35% of households earning more than £52,000 a year have paid fees for extra-curricular activities for their children in the past three months, compared with only 9% households earning less than £14,000 a year. In other words, a child from the richest fifth of families is four times more likely to enjoy paid for extra-curricular activities than one from the poorest fifth. And the amount spent on these activities also varies by social class. 22% of parents with professional or administrative occupations reported spending £500 or more on one child in the last year, compared with just 10% of those with manual or routine jobs.

But how much does this matter? We already know that the link between family background and earnings is stronger in Britain than any other developed country other than the US. Children from poorer families on average have worse educational outcomes and are considerably less likely to attend university than their more affluent peers.

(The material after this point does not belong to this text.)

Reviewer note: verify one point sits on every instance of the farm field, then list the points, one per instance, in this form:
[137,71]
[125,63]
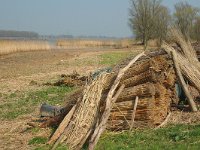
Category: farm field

Solving these inequalities requires significant efforts to improve support for families in the early years and a focus on narrowing the gap in attainment between rich and poor that grows as children progress through school. In the face of these complex problems how much difference will violin lessons or the opportunity to take part in an after-school drama club make?

There’s some evidence that participation in extra-curricular activities can have a positive impact on educational attainment and career outcomes. The Sutton Trust/EEF Toolkit, which is based on over 10,000 pieces of educational research, finds “reasonably consistent but weak evidence that participation in artistic and creative activities is beneficial”. It’s an area we need to learn more about and the EEF is currently carrying out the UK’s first independent evaluation on whether music lessons can improve attainment.

But we don’t need to wait for evidence that enrichment activities improve test results to know that they do enhance cultural capital and, in doing so, improve access to future opportunities. As such they can be a lever in increasing social mobility. That’s why the Sutton Trust advocates the Government funding means-tested vouchers that low-income families can spend on extra-curricular activities and learning outside the classroom. It’s true they may not make as much difference to a poor child’s life chances as having outstanding teachers or getting consistent, high quality care in the early years, but they can contribute to the uphill battle to improve social mobility in Britain.

Still, as I write out yet another cheque this evening, I know it’s not to improve my children’s SATs scores or to give them access to better opportunities later in life. Like the vast majority of other parents doing the same I’m doing it because I want my children to enjoy different experiences that they can’t necessarily get at school. To learn an instrument because it’s fun and gives you access to an amazing world of music. Or to experience the excitement and challenge of playing in a team. Because, like all parents, I know learning doesn’t stop in the classroom. And every child, regardless of their family income or background, should be given the chance to benefit from learning outside school.